4 of 21 comments (clear)

  1. Agile Game Development by JoelMartinez · · Score: 3, Insightful

    ... to see a fully functioning game early in the development process
    Agile game development people ... learn it, love it. IMO, constructing the "level vision" without regards to performance might help get the game approved by management, but will yield more difficulties in the future than it will solve.
    1. Re:Agile Game Development by HappySqurriel · · Score: 4, Insightful

      Way back in the day (when I was a game developer, before I 'burnt out') I used to argue that it would make more sense to build a rough prototype of every level in the game (using assets that wouldn't even look good for a Playstation game) and then to work in short iterations to improve the overall quality of the game. I argued that, although early versions of the game would not be useful for public consumption, the overall quality of the game should be better in the end ...

      I don't know if I was correct, but I have been hearing that the basic principles of my idea are being used by more and more development houses because it allows for far more parallel development (meaning you can have a larger team rather than a longer development cycle).

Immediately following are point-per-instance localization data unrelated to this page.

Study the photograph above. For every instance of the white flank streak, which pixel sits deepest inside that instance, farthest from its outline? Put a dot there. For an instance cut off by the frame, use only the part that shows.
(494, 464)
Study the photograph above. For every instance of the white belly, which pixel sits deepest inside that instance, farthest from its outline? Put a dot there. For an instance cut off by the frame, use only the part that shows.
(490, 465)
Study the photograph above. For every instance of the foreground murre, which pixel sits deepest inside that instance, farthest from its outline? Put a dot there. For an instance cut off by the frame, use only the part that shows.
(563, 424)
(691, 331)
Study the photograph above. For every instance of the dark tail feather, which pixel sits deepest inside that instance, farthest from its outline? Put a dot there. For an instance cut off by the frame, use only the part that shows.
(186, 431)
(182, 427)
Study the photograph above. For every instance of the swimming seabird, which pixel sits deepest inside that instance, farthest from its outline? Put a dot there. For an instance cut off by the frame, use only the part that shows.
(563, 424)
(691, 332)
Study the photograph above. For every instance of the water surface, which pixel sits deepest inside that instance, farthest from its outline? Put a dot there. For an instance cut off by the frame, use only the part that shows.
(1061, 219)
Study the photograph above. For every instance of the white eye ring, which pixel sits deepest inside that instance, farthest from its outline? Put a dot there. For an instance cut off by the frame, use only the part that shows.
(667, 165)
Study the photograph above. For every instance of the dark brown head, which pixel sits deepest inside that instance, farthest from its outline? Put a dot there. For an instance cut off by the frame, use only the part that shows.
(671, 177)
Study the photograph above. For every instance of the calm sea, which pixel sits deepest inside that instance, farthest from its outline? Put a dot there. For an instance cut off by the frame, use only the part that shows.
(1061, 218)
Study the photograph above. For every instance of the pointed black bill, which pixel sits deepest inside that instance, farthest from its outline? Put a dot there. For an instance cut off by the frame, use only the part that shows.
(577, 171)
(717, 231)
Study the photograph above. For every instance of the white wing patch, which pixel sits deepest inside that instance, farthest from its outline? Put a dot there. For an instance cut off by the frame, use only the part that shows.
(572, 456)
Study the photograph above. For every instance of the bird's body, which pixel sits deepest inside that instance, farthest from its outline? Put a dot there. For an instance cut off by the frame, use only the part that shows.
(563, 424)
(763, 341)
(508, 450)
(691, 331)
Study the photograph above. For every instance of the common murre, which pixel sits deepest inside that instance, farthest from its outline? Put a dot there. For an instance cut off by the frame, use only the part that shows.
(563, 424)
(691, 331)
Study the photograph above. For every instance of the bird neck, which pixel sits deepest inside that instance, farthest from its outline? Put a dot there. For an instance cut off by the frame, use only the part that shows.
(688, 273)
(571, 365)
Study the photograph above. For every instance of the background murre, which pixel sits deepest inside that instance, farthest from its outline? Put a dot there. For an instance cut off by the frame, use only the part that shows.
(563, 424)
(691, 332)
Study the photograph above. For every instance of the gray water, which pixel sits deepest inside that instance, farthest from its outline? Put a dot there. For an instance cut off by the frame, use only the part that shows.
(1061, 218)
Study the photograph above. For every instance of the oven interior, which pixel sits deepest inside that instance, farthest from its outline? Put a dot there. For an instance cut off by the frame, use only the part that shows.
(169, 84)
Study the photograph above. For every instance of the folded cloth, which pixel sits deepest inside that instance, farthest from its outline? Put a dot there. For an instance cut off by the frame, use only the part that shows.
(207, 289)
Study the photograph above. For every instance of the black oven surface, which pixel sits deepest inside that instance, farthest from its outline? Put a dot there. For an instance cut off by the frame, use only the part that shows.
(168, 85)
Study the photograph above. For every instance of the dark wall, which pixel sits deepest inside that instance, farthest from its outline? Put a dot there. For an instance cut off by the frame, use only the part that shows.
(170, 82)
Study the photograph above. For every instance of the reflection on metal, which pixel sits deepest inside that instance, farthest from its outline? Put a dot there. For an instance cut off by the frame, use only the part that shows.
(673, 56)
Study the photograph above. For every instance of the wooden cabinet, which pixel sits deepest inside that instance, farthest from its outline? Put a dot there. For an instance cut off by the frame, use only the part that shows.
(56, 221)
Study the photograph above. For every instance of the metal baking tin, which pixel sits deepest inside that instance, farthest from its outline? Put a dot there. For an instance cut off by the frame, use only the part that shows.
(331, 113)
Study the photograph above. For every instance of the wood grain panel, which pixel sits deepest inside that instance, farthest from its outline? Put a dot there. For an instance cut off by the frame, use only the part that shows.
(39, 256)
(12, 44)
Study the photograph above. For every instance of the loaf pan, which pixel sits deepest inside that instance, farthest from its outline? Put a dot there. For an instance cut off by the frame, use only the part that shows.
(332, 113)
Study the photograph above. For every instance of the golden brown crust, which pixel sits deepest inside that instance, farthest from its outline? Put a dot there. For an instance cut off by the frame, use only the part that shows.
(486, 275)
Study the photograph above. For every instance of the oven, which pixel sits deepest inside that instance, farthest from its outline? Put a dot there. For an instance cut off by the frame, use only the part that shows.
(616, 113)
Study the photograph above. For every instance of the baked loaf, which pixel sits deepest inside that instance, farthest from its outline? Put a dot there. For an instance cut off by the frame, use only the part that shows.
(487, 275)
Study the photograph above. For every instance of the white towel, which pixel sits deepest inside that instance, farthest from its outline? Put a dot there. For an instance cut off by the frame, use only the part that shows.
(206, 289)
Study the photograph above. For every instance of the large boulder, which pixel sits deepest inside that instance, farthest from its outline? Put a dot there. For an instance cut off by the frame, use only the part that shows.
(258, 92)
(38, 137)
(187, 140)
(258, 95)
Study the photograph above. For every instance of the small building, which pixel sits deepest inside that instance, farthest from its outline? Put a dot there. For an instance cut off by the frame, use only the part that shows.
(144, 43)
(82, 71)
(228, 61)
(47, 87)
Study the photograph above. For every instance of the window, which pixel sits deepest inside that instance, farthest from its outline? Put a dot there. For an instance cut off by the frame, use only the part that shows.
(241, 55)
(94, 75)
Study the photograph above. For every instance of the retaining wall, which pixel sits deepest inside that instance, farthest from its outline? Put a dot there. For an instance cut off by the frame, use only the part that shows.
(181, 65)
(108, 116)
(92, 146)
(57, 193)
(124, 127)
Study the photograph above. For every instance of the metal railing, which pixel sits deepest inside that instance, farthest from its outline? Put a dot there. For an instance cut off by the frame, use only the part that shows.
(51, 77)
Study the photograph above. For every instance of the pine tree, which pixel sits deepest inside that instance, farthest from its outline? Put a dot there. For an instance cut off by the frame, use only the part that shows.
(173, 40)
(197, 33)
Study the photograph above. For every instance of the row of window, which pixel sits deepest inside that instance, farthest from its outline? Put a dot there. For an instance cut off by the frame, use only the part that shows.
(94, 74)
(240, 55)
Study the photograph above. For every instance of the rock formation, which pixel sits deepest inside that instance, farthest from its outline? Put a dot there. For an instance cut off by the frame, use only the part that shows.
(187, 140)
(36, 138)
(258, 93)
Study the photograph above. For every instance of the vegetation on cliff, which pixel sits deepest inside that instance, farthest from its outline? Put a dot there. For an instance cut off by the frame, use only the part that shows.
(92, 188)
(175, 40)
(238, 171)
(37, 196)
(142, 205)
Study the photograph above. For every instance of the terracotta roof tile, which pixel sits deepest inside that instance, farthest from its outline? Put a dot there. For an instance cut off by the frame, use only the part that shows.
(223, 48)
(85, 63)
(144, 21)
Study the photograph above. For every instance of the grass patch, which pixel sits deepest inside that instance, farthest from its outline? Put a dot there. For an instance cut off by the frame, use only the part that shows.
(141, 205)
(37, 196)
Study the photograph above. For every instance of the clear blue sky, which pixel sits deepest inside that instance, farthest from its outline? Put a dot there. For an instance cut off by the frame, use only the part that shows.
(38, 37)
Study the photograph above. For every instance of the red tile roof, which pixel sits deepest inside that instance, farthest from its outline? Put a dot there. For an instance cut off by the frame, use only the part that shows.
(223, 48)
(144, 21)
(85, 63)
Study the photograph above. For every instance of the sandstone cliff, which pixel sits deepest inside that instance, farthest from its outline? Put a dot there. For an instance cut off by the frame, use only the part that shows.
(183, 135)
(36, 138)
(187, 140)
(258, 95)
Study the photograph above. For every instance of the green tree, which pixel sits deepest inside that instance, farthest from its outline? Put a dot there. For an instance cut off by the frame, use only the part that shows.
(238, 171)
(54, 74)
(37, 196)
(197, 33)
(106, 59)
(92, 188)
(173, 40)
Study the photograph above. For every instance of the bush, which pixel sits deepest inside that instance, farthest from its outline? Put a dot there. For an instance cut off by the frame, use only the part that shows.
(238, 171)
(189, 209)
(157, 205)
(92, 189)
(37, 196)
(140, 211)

    2. Re:Agile Game Development by nasch · · Score: 2, Insightful

      Unfortunately, this philosophy has the risk of being abused by management who try and pigeonhole you into solving hard problems all the time ('we thought you were happy') and giving the interesting work to their mates.
      I thought the hard problems were the interesting work. Then again I'm not a games developer, so maybe it's different there.
  2. Re:Am I following this right? by LingNoi · · Score: 2, Insightful

    It looks like Spark entered this deal on trust from their ex-employers and got royally screwed on the first game they produced and are trying to get out of the deal while not ending up bankrupt because of the mess EA has put them in.

    Just goes to show that you got to make sure that contacts are bullet proof by a lawyer (wow I guess they are useful after all) before signing anything.

    I don't blame spark at all because if I was reading that agreement I would also just think it was "ok" and sign it. I guess it also shows that even though your an ex-EA employee they can still screw you over.

    As a game programming student even if EA offered me a job I wouldn't take it based on everything I have heard and read these last two years.